Face à la pénurie, est-il temps de remettre en cause l’absence de contrepartie au don, consacrée dans les premières lois de bioéthique, en 1994 ? Examens médicaux, prises de sang, échographies, stimulation ovarienne, ponction sous anesthésie au bloc opératoire… Encore plus que le don de sperme, également en tension, le don d’ovocytes requiert un engagement important, qui peut demander, au-delà de l’aspect médical, de poser des jours de congé au travail, entraîner des frais de transport ou une organisation pour faire garder ses enfants.
Proposer une indemnisation permettrait de « valoriser » ce geste altruiste, défend Mikaël Agopiantz, médecin de la reproduction au CHU de Nancy et président de l’Association nationale du don d’engendrement. Au sein de cette association créée durant l’été, qui réunit à la fois des professionnels de santé, des chercheurs et des représentants de personnes concernées, l’indemnisation des donneuses (et des donneurs) fait partie des pistes défendues pour améliorer les prises en charge.
« Sortir de l’hypocrisie »
Selon quelles modalités ? Plusieurs options sont sur la table, quand bien même tous se refusent à employer le mot « rémunération ». Le professeur Agopiantz avance l’idée d’une « indemnisation forfaitaire, affichée dès le départ, pour anticiper les frais engagés par la donneuse », sans indiquer de montant précis. Sa collègue Joëlle Belaisch-Allart, présidente d’honneur du Collège national des gynécologues et obstétriciens français, évoque, elle, une « indemnisation raisonnable, de l’ordre de quelques centaines d’euros », versés au début du parcours. Mais « sans aller jusqu’au modèle espagnol, qui rémunère les femmes à hauteur d’un millier d’euros ».
Nul doute que la question alimentera les débats autour de la prochaine loi de bioéthique, qui démarrent avec l’organisation, à compter de janvier 2026, des Etats généraux de la bioéthique.
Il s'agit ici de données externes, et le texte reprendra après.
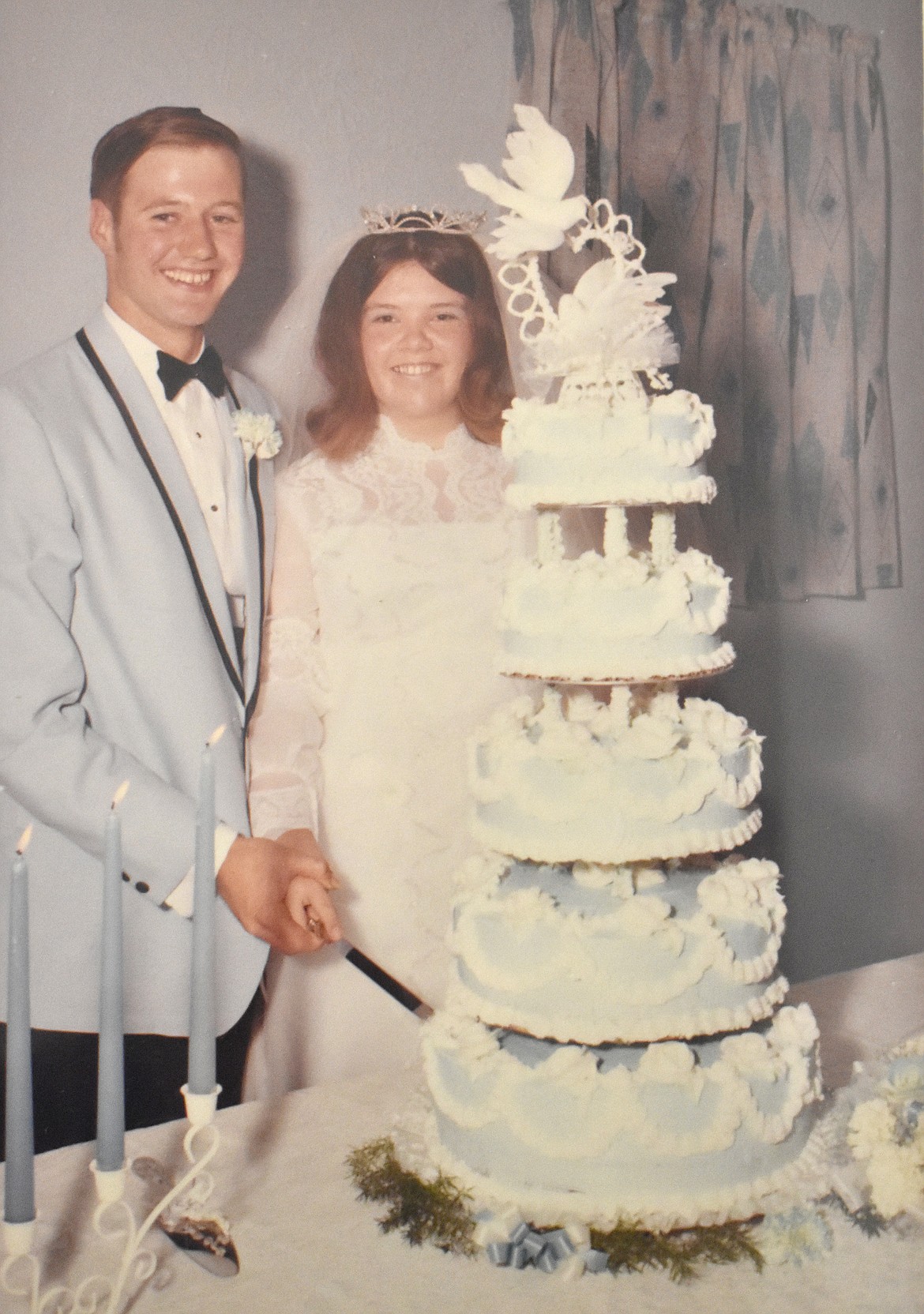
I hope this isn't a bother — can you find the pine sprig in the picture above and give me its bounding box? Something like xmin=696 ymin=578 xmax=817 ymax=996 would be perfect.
xmin=819 ymin=1191 xmax=888 ymax=1237
xmin=590 ymin=1223 xmax=764 ymax=1282
xmin=347 ymin=1136 xmax=477 ymax=1256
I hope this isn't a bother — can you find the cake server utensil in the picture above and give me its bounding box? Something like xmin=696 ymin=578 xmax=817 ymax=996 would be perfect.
xmin=131 ymin=1155 xmax=241 ymax=1277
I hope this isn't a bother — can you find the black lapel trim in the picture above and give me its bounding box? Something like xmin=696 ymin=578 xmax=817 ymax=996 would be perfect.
xmin=77 ymin=328 xmax=246 ymax=703
xmin=225 ymin=374 xmax=267 ymax=730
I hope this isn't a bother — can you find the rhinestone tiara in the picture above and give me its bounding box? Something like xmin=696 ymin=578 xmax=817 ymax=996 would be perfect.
xmin=360 ymin=205 xmax=485 ymax=233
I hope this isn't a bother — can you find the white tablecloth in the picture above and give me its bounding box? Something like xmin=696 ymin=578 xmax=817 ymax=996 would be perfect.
xmin=7 ymin=955 xmax=924 ymax=1314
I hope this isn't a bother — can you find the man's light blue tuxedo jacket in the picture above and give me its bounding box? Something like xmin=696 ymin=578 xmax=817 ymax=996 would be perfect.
xmin=0 ymin=311 xmax=272 ymax=1035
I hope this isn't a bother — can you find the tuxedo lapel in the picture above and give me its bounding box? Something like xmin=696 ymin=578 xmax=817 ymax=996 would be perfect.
xmin=227 ymin=378 xmax=269 ymax=726
xmin=77 ymin=311 xmax=244 ymax=704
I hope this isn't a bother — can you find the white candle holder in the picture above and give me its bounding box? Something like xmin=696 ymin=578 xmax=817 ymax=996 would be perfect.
xmin=0 ymin=1087 xmax=227 ymax=1314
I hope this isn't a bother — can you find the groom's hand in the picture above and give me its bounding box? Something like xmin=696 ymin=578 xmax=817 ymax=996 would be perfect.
xmin=217 ymin=831 xmax=340 ymax=954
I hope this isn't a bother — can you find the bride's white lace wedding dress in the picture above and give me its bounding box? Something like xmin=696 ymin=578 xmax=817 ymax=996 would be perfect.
xmin=247 ymin=419 xmax=527 ymax=1097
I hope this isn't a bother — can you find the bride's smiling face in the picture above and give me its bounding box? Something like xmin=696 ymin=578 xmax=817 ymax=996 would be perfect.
xmin=359 ymin=260 xmax=475 ymax=447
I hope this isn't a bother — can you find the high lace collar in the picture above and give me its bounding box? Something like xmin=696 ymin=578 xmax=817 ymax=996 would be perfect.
xmin=374 ymin=415 xmax=477 ymax=461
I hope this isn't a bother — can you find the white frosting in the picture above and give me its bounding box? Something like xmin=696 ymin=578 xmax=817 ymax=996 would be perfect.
xmin=404 ymin=107 xmax=827 ymax=1243
xmin=499 ymin=507 xmax=734 ymax=682
xmin=423 ymin=1004 xmax=821 ymax=1226
xmin=469 ymin=687 xmax=761 ymax=863
xmin=447 ymin=854 xmax=787 ymax=1045
xmin=502 ymin=388 xmax=715 ymax=507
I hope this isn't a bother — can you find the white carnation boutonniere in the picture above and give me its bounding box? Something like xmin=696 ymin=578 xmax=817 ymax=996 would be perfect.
xmin=234 ymin=410 xmax=283 ymax=461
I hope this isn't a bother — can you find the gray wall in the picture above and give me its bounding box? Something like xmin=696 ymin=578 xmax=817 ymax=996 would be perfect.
xmin=0 ymin=0 xmax=924 ymax=980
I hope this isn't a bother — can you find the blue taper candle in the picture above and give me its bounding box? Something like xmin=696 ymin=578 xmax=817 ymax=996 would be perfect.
xmin=186 ymin=726 xmax=225 ymax=1094
xmin=2 ymin=827 xmax=36 ymax=1223
xmin=96 ymin=780 xmax=129 ymax=1172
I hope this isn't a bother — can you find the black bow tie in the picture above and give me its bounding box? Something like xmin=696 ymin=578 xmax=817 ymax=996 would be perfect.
xmin=158 ymin=347 xmax=227 ymax=402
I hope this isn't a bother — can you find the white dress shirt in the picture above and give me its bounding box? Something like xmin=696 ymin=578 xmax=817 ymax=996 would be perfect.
xmin=103 ymin=303 xmax=240 ymax=917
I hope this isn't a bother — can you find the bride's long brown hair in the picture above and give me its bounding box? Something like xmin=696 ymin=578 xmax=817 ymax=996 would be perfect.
xmin=306 ymin=231 xmax=514 ymax=460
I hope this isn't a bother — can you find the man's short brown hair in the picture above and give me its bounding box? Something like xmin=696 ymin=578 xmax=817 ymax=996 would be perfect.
xmin=89 ymin=105 xmax=243 ymax=214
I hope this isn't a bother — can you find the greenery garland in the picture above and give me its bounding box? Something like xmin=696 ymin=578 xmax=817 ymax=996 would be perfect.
xmin=347 ymin=1136 xmax=479 ymax=1256
xmin=347 ymin=1136 xmax=764 ymax=1282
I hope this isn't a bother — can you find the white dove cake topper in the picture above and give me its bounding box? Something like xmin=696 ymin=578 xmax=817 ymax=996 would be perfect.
xmin=460 ymin=105 xmax=678 ymax=390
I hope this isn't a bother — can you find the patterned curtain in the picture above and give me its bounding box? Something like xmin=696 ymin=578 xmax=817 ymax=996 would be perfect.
xmin=509 ymin=0 xmax=900 ymax=603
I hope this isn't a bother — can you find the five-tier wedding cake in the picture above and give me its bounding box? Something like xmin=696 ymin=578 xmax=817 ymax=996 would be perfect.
xmin=407 ymin=107 xmax=824 ymax=1245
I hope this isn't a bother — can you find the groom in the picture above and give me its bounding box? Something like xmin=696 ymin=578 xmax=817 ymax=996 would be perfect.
xmin=0 ymin=107 xmax=339 ymax=1150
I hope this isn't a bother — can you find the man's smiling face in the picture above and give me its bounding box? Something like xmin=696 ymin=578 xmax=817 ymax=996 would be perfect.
xmin=89 ymin=145 xmax=245 ymax=360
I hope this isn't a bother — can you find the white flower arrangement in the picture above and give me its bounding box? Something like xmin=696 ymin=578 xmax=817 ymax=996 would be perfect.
xmin=754 ymin=1207 xmax=833 ymax=1267
xmin=234 ymin=410 xmax=283 ymax=461
xmin=847 ymin=1038 xmax=924 ymax=1218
Michaël Grynberg, gynécologue-obstétricien spécialisé dans les traitements de la fertilité exerçant à l’hôpital Béclère, à Clamart (Hauts-de-Seine), défend, lui, un « dédommagement » qui pourrait représenter jusqu’à un millier d’euros. « Il faut arrêter de fermer les yeux et sortir de l’hypocrisie actuelle : parce que nos délais d’attente sont trop longs, on envoie nos patientes dans des cliniques espagnoles, qui ont des ovocytes, et font payer 8 000 à 10 000 euros le parcours. La France l’accepte, la Sécurité sociale rembourse même 1 500 euros à la patiente dans ce cas ! Pourquoi ne pas utiliser plutôt cet argent pour dédommager les donneuses ? », interroge-t-il. Et d’ajouter des garde-fous écartant, selon lui, tout caractère « lucratif » : le nombre de dons pourrait être limité à deux ou trois sur une vie.
Pour les adversaires d’un tel changement, l’idée d’une indemnisation s’oppose au modèle français du « don bénévole volontaire », cette « particularité française, noble », salue le professeur Jean-Marc Ayoubi, chef du service de gynécologie-obstétrique et de la reproduction à l’hôpital Foch, à Suresnes (Hauts-de-Seine), qui a réalisé avec son équipe les premières greffes d’utérus en France. « Bien sûr que le coût qui incombe à la personne doit être totalement pris en charge et remboursé, pour tous ses frais, mais ce n’est pas une rémunération. Bénévole, cela veut dire sans contrepartie », insiste-t-il. « Certains disent 1 000 euros, comme en Espagne, pourquoi pas 5 000 euros alors ? Et combien pour un utérus, un rein ? Même si on l’appelle différemment, si on atteint de telles sommes, on sort du système français », estime le médecin, en reconnaissant défendre une position « minoritaire » au sein de la profession.